During that same speech, Trump put forth another controversial proposal: the construction of a border wall between the United States and Mexico.
And he followed that up with a promise, a few days later, that he would make Mexico pay for the 1,000-mile wall, at a price tag of $10 billion.
After former Mexican President Vicente Fox promised that Mexico would not be paying for the “f*cking wall,” Trump told CNN anchor Wolf Blitzer: "Mexico will pay for it, because they are not doing us any favors. They could stop all of this illegal trade if they wanted to immediately. Mexico will pay for the wall. It's a small portion of the kind of money that we lose and the deficits that we have with Mexico.”
To further fan the flames, the candidate said in April of this year that financing for the wall would come from remittances that Mexican immigrants send to Mexico. Trump said that the nearly $25 billion sent home by Mexicans living abroad in 2015 “comes from illegal aliens.”
(According to a Government Accountability Office report, it’s impossible to know how much is sent by those in the country working illegally versus legally.)
Remittances make up 2% of Mexico’s GDP.
Trump has also promised to deport more than 11 million undocumented people in the United States.
And of course, there were comments about U.S. District Court Judge Gonzalo Curiel.
After Curiel ordered Trump University to make public internal documents as part of a civil fraud lawsuit against Trump University in May, Trump attacked the judge as “an enemy of Donald Trump” and “a very hostile judge” who is “Mexican.”

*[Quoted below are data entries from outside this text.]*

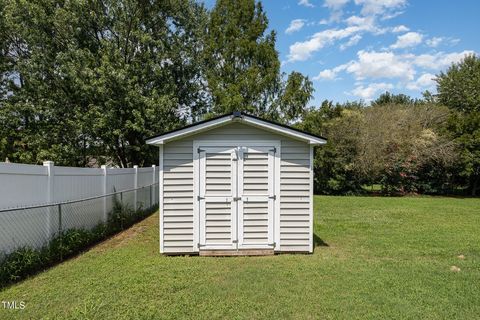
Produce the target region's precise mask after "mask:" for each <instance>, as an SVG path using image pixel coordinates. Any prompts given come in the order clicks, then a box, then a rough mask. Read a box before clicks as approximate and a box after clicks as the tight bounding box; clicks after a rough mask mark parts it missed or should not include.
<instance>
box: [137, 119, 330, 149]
mask: <svg viewBox="0 0 480 320" xmlns="http://www.w3.org/2000/svg"><path fill="white" fill-rule="evenodd" d="M233 122H240V123H244V124H248V125H251V126H254V127H259V128H262V129H264V130H267V131H271V132H275V133H278V134H280V135H284V136H287V137H290V138H293V139H297V140H302V141H305V142H306V143H309V144H313V145H318V144H325V143H326V142H327V139H325V138H324V137H321V136H317V135H313V134H311V133H308V132H305V131H302V130H299V129H296V128H292V127H290V126H287V125H283V124H280V123H276V122H273V121H269V120H265V119H262V118H259V117H256V116H253V115H250V114H247V113H245V112H232V113H228V114H225V115H222V116H218V117H215V118H212V119H208V120H204V121H200V122H197V123H193V124H190V125H188V126H185V127H182V128H179V129H175V130H172V131H169V132H165V133H163V134H160V135H157V136H154V137H151V138H148V139H147V140H146V143H147V144H153V145H161V144H164V143H167V142H169V141H173V140H177V139H181V138H183V137H187V136H190V135H193V134H197V133H200V132H205V131H208V130H212V129H214V128H218V127H221V126H224V125H227V124H229V123H233Z"/></svg>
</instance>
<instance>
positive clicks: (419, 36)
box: [390, 32, 423, 49]
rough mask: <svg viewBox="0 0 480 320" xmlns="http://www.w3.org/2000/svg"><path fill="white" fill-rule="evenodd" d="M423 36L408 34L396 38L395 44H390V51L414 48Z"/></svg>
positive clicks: (419, 33)
mask: <svg viewBox="0 0 480 320" xmlns="http://www.w3.org/2000/svg"><path fill="white" fill-rule="evenodd" d="M422 39H423V35H422V34H420V33H418V32H408V33H405V34H402V35H401V36H398V37H397V42H395V43H394V44H392V45H391V46H390V48H392V49H402V48H408V47H414V46H416V45H418V44H420V43H421V42H422Z"/></svg>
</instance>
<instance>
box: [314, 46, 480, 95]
mask: <svg viewBox="0 0 480 320" xmlns="http://www.w3.org/2000/svg"><path fill="white" fill-rule="evenodd" d="M473 53H474V51H463V52H452V53H443V52H438V53H436V54H421V55H414V54H400V55H397V54H395V53H394V52H389V51H380V52H377V51H364V50H361V51H359V52H358V53H357V56H358V59H357V60H352V61H349V62H347V63H345V64H341V65H338V66H336V67H334V68H332V69H325V70H322V71H321V72H320V73H319V74H318V75H317V76H315V77H314V78H313V79H314V80H336V79H338V75H339V73H341V72H346V73H350V74H352V75H353V76H354V79H355V80H356V81H362V82H365V81H368V80H374V79H397V80H398V81H399V82H398V86H399V87H406V88H407V89H410V90H424V89H434V85H435V83H434V81H433V80H432V79H433V78H435V75H434V72H437V71H440V70H442V69H445V68H447V67H448V66H450V65H451V64H452V63H454V62H459V61H460V60H461V59H463V58H464V57H465V55H467V54H473ZM417 72H421V76H419V77H418V78H417V79H415V76H416V74H417ZM375 88H378V86H373V87H370V86H365V84H364V83H361V84H359V85H357V87H356V89H358V90H357V91H356V93H355V94H354V95H357V96H359V97H362V98H364V99H366V98H365V97H366V96H367V94H366V93H368V92H372V91H373V89H375ZM352 92H353V91H352Z"/></svg>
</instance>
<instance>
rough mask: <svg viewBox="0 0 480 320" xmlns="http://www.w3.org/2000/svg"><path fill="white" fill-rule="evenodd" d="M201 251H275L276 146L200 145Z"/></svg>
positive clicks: (200, 201) (199, 204) (198, 200)
mask: <svg viewBox="0 0 480 320" xmlns="http://www.w3.org/2000/svg"><path fill="white" fill-rule="evenodd" d="M198 153H199V188H198V199H197V200H198V201H199V216H200V217H199V220H200V221H199V222H200V225H199V235H200V243H199V247H200V249H214V250H215V249H224V250H228V249H266V248H273V247H274V230H273V225H274V202H275V201H274V200H275V199H276V195H275V183H274V181H275V176H274V175H275V161H274V160H275V153H276V147H275V146H273V145H272V146H268V145H266V146H249V145H242V146H221V147H220V146H219V147H213V146H200V147H199V148H198Z"/></svg>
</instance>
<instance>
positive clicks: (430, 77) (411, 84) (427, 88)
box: [405, 73, 436, 90]
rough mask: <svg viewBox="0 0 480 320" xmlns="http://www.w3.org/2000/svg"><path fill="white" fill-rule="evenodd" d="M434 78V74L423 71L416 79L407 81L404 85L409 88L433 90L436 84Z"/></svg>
mask: <svg viewBox="0 0 480 320" xmlns="http://www.w3.org/2000/svg"><path fill="white" fill-rule="evenodd" d="M435 78H436V76H435V75H434V74H431V73H424V74H422V75H421V76H420V77H418V79H417V80H415V81H412V82H409V83H407V84H406V86H405V87H406V88H407V89H409V90H425V89H429V90H433V89H434V88H435V84H436V82H435V80H434V79H435Z"/></svg>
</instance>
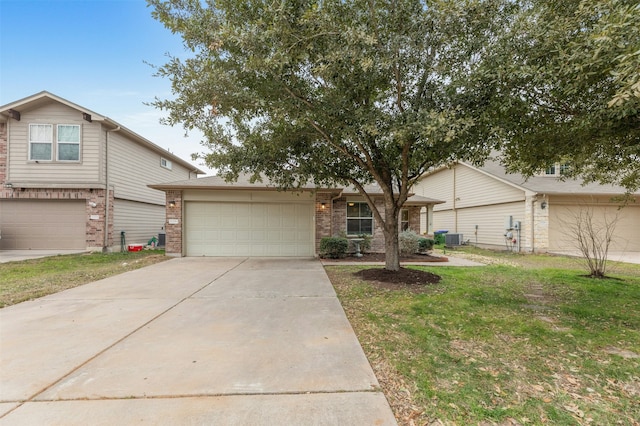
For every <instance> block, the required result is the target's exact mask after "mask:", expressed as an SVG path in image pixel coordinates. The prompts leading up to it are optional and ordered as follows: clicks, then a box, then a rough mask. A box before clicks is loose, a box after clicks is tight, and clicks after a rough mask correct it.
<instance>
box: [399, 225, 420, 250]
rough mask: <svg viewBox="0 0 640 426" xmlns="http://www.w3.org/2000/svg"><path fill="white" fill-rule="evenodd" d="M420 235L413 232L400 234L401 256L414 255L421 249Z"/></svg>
mask: <svg viewBox="0 0 640 426" xmlns="http://www.w3.org/2000/svg"><path fill="white" fill-rule="evenodd" d="M420 238H421V237H420V235H418V234H416V233H415V232H414V231H412V230H410V229H409V230H407V231H402V232H401V233H400V239H399V242H400V254H414V253H417V252H418V249H419V248H420Z"/></svg>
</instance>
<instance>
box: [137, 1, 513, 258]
mask: <svg viewBox="0 0 640 426" xmlns="http://www.w3.org/2000/svg"><path fill="white" fill-rule="evenodd" d="M149 4H150V5H151V6H152V7H153V11H152V13H153V16H154V17H155V18H157V19H158V20H160V21H161V22H163V23H164V25H165V26H167V27H168V28H169V29H170V30H171V31H173V32H175V33H179V34H180V35H181V36H182V38H183V40H184V44H185V46H187V47H188V48H189V49H190V50H191V53H192V55H191V56H190V57H189V58H186V59H179V58H177V57H170V59H169V61H168V63H166V64H165V65H162V66H160V67H158V68H157V74H158V75H160V76H165V77H168V78H170V79H171V82H172V88H173V93H174V97H173V98H172V99H166V100H162V99H156V101H155V102H154V104H155V105H156V106H157V107H158V108H161V109H163V110H166V111H168V118H167V120H166V122H167V123H168V124H172V125H173V124H183V125H184V126H185V128H186V129H194V128H197V129H200V130H201V131H202V132H203V133H204V135H205V139H206V140H205V145H206V147H207V148H208V150H207V151H206V152H205V153H203V154H202V155H203V157H204V159H205V161H206V163H207V164H208V165H209V166H211V167H213V168H216V169H218V170H219V171H220V174H222V175H224V176H225V177H227V178H228V179H233V178H234V177H237V176H238V174H239V173H250V174H252V175H253V176H255V177H256V178H259V176H265V177H266V178H268V179H269V180H270V181H271V182H273V183H275V184H276V185H278V186H279V187H281V188H284V189H290V188H295V187H296V186H297V185H303V184H305V183H307V182H309V181H313V182H315V183H316V184H317V185H352V186H354V187H356V188H357V189H358V190H359V191H360V192H361V193H362V195H363V196H364V197H365V199H366V200H367V202H368V204H369V206H370V207H371V210H372V211H373V213H374V217H375V220H376V222H377V223H378V224H379V225H380V226H381V228H382V229H383V232H384V236H385V244H386V265H385V266H386V268H387V269H389V270H398V269H399V259H398V215H399V212H400V209H401V208H402V206H403V204H404V203H405V201H406V200H407V197H408V194H409V191H410V188H411V187H412V185H413V184H414V183H415V182H416V180H417V179H419V177H420V176H421V175H422V174H423V173H424V172H425V171H426V170H428V169H429V168H430V167H433V166H438V165H441V164H444V163H448V162H451V161H455V160H471V161H481V160H482V159H484V158H485V157H486V156H487V155H488V154H489V152H490V150H491V148H492V144H491V142H492V141H493V139H492V137H493V136H494V134H493V128H492V127H491V126H488V125H486V124H484V123H486V120H485V118H486V112H487V109H488V108H490V103H491V102H490V100H491V97H492V94H493V92H494V86H495V84H496V81H495V80H493V81H492V80H491V78H489V77H490V75H489V74H488V73H483V74H476V71H477V70H478V69H479V68H480V65H481V64H482V63H483V61H484V60H485V59H486V58H487V57H488V52H490V50H491V46H492V44H493V43H494V42H495V41H496V40H497V36H498V34H499V32H500V31H503V30H504V28H505V26H506V25H507V24H508V22H509V21H508V19H509V17H510V14H511V11H512V8H513V7H514V3H513V2H511V1H502V0H484V1H483V0H457V1H431V0H318V1H313V0H293V1H291V0H281V1H267V0H207V1H204V0H149ZM487 76H489V77H487ZM372 182H376V183H377V184H378V185H379V187H380V189H381V190H382V192H383V194H384V195H383V196H384V207H385V208H384V212H380V211H378V209H377V208H376V205H375V204H374V203H373V200H372V198H371V196H369V194H367V193H366V191H365V190H364V187H365V185H366V184H369V183H372Z"/></svg>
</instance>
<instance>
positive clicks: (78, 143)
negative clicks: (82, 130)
mask: <svg viewBox="0 0 640 426" xmlns="http://www.w3.org/2000/svg"><path fill="white" fill-rule="evenodd" d="M57 130H58V136H57V138H56V141H57V145H58V146H57V148H58V149H57V152H58V161H80V126H78V125H76V124H58V129H57Z"/></svg>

Trump told The Wall Street Journal that the judge’s "Mexican heritage" and membership in Latino lawyers associations represented an "absolute conflict" of interest in the case.
Trump even criticized the Pope over Mexico.
Ahead of Pope Francis’ visit to the U.S.-Mexico border in February, Trump expressed his disapproval: “I think that the pope is a very political person. I don’t think he understands the danger of the open border that we have with Mexico. They’re making a fortune, and we’re losing.”
In March, Peñna Nieto compared Trump’s rhetoric to that of Nazi leader Adolf Hitler.
In the past two weeks, Trump has appeared to be distancing himself from previous hard-line statements he made about immigration. After his visit with Peña Nieto, Trump will travel to Phoenix, Arizona, where he plans to unveil his immigration plan tonight.